Adamson was born to Victor and Traute Gessner (née Greipel) in Troppau, Silesia, Austria-Hungary (now Opava, Czech Republic), the second of three daughters. Her parents divorced when she was 10, and she went to live with her grandmother in Vienna. In her autobiography The Searching Spirit, Adamson wrote about her grandmother, saying, "It is to her I owe anything that may be good in me". [citation needed]
She grew up on an estate near Opava in the village called Kreuzberg (now Kružberk, Czech Republic). With the outbreak of the WWII she had moved to Vienna earning a music degree before studying sculpting and medicine. As a young adult, Adamson considered careers as a concert pianist, and in medicine.
Joy Adamson married three times in the span of ten years. Her first marriage in 1935 was to Viktor von Klarwill.
She went to Kenya in 1937 where she met and married in 1938 the botanist Peter Bally, who gave her the nickname "Joy". Peter did botanical paintings, and it was he who encouraged her to continue sketching and painting the flora and fauna in her surroundings. She met her third husband, senior wildlife warden George Adamson, while on safari in the early 1940s and married him in 1944. They made their home together in Kenya.
Joy Adamson is best known for her conservation efforts associated with Elsa the Lioness. In 1956, George Adamson, in the course of his job as game warden of the Northern Frontier District in Kenya, shot and killed a lioness as she charged him and another warden.
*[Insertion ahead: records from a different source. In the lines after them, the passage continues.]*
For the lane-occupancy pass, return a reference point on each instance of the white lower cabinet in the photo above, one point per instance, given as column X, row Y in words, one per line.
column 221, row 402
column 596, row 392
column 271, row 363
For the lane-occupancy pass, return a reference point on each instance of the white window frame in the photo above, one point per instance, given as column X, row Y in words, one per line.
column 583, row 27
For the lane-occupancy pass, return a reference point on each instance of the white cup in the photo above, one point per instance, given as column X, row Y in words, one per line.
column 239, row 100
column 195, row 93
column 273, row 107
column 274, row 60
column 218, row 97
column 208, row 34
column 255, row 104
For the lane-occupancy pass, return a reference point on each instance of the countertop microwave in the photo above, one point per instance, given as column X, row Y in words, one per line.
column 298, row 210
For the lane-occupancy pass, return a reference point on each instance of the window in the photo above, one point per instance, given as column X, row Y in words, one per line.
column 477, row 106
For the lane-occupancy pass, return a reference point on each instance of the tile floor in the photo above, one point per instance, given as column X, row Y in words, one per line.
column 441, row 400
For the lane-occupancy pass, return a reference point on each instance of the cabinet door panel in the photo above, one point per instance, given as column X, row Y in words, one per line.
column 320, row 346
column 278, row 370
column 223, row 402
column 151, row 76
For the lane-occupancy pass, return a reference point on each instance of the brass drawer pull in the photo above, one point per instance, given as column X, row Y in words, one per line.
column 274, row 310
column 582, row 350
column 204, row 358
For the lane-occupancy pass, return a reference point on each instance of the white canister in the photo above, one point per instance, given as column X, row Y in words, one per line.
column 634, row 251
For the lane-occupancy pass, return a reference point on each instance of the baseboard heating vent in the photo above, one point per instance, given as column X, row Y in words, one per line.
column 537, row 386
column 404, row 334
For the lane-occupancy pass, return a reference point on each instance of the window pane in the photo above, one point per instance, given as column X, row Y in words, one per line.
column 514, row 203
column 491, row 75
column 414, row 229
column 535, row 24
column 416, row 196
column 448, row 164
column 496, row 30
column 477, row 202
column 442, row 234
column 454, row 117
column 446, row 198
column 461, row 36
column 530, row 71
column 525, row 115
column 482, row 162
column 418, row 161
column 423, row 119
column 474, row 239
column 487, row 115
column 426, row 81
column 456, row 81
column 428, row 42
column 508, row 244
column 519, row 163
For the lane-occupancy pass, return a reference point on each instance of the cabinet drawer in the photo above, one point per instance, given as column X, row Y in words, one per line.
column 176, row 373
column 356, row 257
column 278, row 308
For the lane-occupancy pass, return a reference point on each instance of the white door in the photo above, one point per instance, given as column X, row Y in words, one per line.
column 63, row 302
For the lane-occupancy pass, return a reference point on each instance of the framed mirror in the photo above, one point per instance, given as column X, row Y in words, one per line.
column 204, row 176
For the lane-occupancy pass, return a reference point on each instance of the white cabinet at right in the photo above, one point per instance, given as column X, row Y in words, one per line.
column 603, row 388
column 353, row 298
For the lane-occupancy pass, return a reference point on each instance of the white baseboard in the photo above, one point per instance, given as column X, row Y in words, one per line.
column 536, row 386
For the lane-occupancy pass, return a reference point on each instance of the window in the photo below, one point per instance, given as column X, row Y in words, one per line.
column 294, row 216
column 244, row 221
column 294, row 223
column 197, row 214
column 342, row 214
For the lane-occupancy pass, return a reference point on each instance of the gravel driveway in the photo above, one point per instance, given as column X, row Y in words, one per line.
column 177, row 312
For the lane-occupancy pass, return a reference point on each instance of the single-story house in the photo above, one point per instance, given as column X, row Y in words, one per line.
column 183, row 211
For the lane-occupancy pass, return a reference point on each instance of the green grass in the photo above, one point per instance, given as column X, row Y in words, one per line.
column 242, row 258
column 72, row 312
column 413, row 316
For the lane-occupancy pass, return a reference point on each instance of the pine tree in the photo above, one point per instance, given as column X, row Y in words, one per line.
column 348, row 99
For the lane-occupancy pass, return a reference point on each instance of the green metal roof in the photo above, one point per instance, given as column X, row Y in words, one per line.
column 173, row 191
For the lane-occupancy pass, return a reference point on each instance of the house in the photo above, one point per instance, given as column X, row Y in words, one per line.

George later realized the lioness was just protecting her cubs, which were found nearby in a rocky crevice. Taking them home, Joy and George found it difficult to care for all the cubs' needs. The two largest cubs, named "Big One" and "Lustica", were passed on to be cared for by a zoo in Rotterdam, and the smallest, "Elsa", was raised by the couple.[citation needed]
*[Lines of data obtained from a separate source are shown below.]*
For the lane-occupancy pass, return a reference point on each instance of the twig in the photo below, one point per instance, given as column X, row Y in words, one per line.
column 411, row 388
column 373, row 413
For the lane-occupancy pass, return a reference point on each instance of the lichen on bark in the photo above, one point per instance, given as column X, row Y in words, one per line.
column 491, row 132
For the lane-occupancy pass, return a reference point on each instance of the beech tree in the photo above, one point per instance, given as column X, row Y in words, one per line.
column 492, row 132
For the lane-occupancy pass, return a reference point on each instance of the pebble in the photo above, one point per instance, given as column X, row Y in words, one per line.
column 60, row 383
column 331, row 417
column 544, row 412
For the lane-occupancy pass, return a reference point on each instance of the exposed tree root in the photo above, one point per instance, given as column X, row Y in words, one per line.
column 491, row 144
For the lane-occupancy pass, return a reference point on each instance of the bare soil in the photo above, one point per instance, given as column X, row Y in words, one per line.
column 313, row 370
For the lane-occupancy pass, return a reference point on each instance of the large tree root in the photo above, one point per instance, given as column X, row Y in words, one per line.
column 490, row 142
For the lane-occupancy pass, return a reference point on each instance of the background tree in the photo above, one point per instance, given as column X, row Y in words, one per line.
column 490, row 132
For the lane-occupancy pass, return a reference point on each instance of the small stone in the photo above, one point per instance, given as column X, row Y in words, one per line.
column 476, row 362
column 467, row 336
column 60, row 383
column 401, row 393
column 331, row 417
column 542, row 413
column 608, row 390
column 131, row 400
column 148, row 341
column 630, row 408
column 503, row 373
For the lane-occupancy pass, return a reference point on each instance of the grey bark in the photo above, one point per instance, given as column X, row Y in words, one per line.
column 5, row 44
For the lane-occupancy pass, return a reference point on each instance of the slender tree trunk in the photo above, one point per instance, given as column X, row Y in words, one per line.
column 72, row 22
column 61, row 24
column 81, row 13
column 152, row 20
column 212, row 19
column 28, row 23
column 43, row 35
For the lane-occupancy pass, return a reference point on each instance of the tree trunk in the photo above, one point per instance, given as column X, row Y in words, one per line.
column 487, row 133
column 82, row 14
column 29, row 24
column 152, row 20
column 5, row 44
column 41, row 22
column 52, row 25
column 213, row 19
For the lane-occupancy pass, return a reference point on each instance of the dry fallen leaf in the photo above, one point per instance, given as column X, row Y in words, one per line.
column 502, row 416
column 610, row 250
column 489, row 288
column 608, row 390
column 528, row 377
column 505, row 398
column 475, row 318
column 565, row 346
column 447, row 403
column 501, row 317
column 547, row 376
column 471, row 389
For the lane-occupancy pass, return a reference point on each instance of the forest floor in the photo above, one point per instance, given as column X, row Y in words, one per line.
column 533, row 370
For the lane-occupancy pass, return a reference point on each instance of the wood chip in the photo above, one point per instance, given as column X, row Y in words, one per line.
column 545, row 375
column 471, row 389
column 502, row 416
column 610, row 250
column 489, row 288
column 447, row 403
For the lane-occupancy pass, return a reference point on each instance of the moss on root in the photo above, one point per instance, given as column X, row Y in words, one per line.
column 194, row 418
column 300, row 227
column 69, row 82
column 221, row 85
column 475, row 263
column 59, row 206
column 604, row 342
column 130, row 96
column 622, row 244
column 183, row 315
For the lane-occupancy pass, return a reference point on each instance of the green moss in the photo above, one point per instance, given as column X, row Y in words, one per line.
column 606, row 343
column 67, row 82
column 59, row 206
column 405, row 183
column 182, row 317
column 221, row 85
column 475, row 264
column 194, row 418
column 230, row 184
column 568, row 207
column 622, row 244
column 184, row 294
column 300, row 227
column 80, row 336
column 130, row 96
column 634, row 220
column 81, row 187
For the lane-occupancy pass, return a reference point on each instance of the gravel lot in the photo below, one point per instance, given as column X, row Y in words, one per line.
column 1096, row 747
After some time living together, the Adamsons decided to set Elsa free rather than send her to a zoo, and spent many months training her to hunt and survive on her own. Elsa became the first lioness successfully released back into the wild, the first to have contact after release, and the first to have a litter of cubs. The Adamsons kept their distance from the cubs, getting close enough only to photograph them.[citation needed]
In January 1961, Elsa died from babesiosis, a disease resulting from a tick bite. Her three young cubs became a nuisance, killing the livestock of local farmers. The Adamsons, who feared the farmers might kill the cubs, were able to eventually capture them and transport them to neighboring Tanganyika Territory, where they were promised a home at Serengeti National Park.